Abstract

The abundant vascular supply of oxygenated blood to the stomach via major arteries and smaller collateral vessels provides resistance to mucosal ischemia. However, mucosal changes can occur in the acute vaso-occulsive setting after a major operative procedure, or with chronic mesenteric insufficiency. We present a patient who developed diffuse gastric ischemia one day after coronary bypass surgery during a one month hospitalization for a global ischemic event. A 67 year-old female developed bright red blood output from her oral-gastric tube one day after coronary bypass surgery using a saffenous vein graft. Her bowel movements were loose and without hematochezia. She had no prior history of GI bleeding. She was initially hospitalized one month prior to the surgery for non-ST elevation myocardial infarction and cardiogenic shock with associated elevation of liver transaminases and acute renal failure. She was treated with aspirin, prophylactic esomeprazole, and vasopressors during her hospital course. She had a history of atherosclerotic disease and smoked tobacco regularly. She was intubated and sedated, with mean arterial blood pressure 81 mmHg and central venous pressure 9 cmH2O. Examination demonstrated hypo-active bowel sounds and a soft abdomen.
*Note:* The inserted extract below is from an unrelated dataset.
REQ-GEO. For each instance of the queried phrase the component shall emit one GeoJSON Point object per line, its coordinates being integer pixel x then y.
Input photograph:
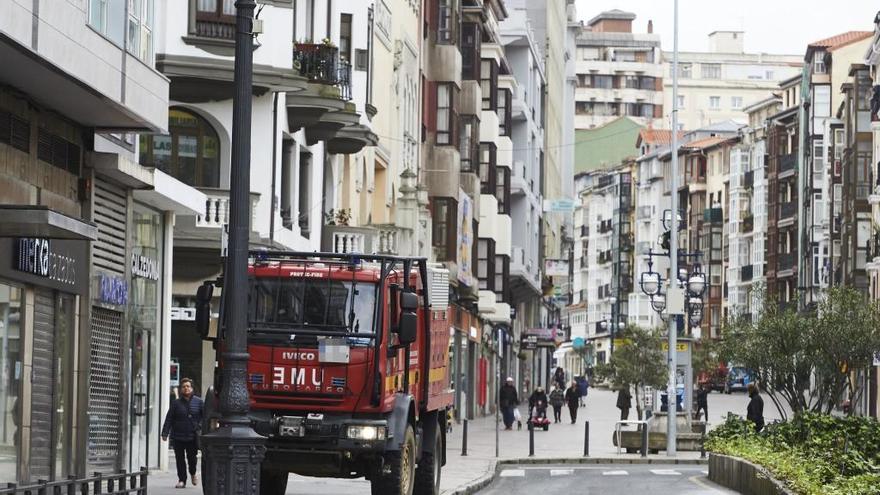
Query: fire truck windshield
{"type": "Point", "coordinates": [324, 304]}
Hemoglobin was 10.6 g/dL, pH 7.46, lactic acid 1.8 mmol/L, and stool was hemoccult negative. EGD revealed severe ulceration and friability throughout the entire gastric mucosa, with a normal esophagus and duodenum. Gastric biopsies demonstrated diffuse mucosal necrosis with preservation of only 1/3 of the mucosa, consistent with ischemia. Colonoscopy was normal. Conservative medical management was provided with an intravenous proton pump inhibitor and TPN. Five days later, she was extubated and began a liquid diet without complication. She was discharged from the hospital one week later. Mesenteric ischemia of the small and large bowel are more commonly investigated than the stomach. Gastric ischemia can be quite severe and in the presence of necrosis causes significant morbidity. A common diagnostic and treatment modality is surgery. Prior reports demonstrate either an acute or chronic etiology. We present a rare patient with ischemic gastritis and mucosal necrosis secondary to both acute and chronic injury, successfully treated with medical therapy. We conclude that certain circumstances are amenable to a conservative treatment approach.